Гусиные перья чрезвычайно пригодились. Летом, когда мы поселились в Лосиноостровском. В одних трусах и в ожерелье из ягод рябины, с повязкой на голове, крепящей перья, с луком и стрелами в колчане – такой заснял меня Б. Н. И еще: вместе с братом-индейцем, натянувшим тетиву лука, прицелившимся. И опять: меня, сидящую в траве в своих ожерельях и трусах, с луком наготове, охраняющей вигвам.
Мы ли втянули мальчишек с ближних дач, они ли нас, но это был какой-то захлеб – счастье – перевоплощение – такая вот индиана. С чего? Да мало ли, скажут, с чего, – детская игра.
А ведь это – знак.
Девять лет – не так уж и много – отделяло меня от встречи с человеком, о котором в опубликованных воспоминаниях сказано, что у него было лицо индейца, – единственно несомненное, что за все это время написано о нем.

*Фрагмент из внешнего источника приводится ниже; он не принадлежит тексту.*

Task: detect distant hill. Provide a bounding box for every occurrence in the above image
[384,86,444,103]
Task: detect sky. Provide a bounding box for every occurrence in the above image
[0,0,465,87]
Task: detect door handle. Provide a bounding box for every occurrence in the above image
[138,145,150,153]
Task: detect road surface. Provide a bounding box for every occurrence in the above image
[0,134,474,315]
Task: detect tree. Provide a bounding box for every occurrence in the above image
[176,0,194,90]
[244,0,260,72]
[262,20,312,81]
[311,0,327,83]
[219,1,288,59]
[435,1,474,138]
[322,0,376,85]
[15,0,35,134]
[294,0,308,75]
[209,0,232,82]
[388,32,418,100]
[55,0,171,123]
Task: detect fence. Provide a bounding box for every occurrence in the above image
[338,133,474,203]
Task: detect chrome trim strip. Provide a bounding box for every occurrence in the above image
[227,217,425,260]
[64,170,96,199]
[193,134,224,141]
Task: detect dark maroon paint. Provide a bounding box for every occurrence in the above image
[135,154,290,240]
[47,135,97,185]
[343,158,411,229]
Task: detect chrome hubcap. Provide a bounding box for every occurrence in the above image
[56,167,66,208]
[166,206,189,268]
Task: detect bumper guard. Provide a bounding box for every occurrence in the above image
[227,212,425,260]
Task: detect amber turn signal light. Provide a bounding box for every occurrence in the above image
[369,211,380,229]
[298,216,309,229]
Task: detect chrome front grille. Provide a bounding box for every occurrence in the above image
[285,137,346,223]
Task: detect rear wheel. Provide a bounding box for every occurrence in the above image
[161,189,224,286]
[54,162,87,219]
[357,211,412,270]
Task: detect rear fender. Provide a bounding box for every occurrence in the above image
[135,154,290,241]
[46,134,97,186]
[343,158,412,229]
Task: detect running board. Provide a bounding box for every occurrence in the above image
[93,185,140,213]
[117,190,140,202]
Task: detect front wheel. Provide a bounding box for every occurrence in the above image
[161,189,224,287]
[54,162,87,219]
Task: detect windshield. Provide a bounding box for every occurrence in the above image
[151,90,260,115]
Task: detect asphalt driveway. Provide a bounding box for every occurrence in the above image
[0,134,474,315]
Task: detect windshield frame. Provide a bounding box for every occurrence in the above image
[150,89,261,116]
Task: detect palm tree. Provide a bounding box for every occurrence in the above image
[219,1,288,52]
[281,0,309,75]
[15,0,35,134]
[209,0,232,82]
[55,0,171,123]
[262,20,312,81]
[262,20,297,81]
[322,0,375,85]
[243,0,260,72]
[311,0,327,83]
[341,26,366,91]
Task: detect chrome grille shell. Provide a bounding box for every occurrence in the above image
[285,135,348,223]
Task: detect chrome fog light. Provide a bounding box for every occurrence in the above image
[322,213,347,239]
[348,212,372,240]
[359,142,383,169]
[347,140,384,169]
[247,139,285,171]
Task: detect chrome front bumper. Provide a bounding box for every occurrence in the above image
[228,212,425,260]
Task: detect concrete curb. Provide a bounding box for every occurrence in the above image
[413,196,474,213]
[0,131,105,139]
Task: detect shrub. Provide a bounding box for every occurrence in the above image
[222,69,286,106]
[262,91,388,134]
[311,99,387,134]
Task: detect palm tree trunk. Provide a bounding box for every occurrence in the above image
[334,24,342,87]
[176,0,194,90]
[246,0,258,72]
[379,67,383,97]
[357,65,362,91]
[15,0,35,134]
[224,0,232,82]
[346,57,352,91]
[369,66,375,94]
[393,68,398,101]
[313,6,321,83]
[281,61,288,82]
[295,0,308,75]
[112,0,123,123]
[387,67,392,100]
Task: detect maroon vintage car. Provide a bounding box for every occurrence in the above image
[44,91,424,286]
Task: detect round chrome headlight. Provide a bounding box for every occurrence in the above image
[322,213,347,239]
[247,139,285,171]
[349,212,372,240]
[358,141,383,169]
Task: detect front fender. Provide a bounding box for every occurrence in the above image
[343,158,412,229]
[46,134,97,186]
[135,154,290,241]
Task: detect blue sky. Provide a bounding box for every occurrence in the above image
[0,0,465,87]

И на свадьбу нам ненамеренно, а все же почему-то была подарена другом – в кожаном переплете, чтоб навечно, – «Песнь о Гайавате».

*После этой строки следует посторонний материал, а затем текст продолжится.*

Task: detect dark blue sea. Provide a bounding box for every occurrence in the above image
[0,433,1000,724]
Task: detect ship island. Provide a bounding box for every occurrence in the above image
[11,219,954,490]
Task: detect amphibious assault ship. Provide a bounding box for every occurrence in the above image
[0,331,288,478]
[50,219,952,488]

Девять лет. Но у времени нет счета – его мы сами придумали, – а есть знаки. Нам подают их на каждом шагу, но надо прожить жизнь, опрокинуться в пережитое, ошеломиться озарением, увидев его, и вычленить тот знак в потоке еще не перечитанной жизни.
Сопка Сахарная Голова
Когда дана была команда остановиться на привал – это было однажды зимой во второй год войны – и я еще успела сказать: «Ну и повезло же!» – переступив порог уцелевшей, чистой, истопленной избы и сбросив полушубок, как принесли письмо, написанное чернильным карандашом: писал его отец…
Я бросилась на улицу. Взвыв, бежала по снегу, не чувствуя холода, в одной гимнастерке.
Потом, спустя время, я дежурила ночью у телефона, когда на командный пункт вернулся с передовой полковник, человек не злой, не молодой, мешковатый, получивший не так давно известие о том, что его сын, учившийся в военной летной школе, разбился.
Глянул на меня тут в ночном одиночестве у телефона – а слезы на фронте в диковинку, – сказал:
– Ты же сама говорила: разошлась… – И добавил, вздохнув: – Бывает так…
Бывает: рассталась, разлюбила, а он для меня вечен, по крайней мере в пределах вечности моей собственной жизни.
Несуществование его не мыслила, не поняв, что он-то предназначен гибели. Он и сам писал в стихах: «Мое поколение – это пулю прими и рухни…», «Нам лечь, где лечь, и там не встать, где лечь…»
Оставшиеся годы войны до Берлина, днем и в сновидениях, и всего непреодолимее, острее в первом же пустячном хмелю с «наркомовской нормы» или с деревенского самогона, я с отчаянием видела всегда одно и то же: его лицо индейца, обращенное в небо, талая вода затекает в застывшие, открытые глаза.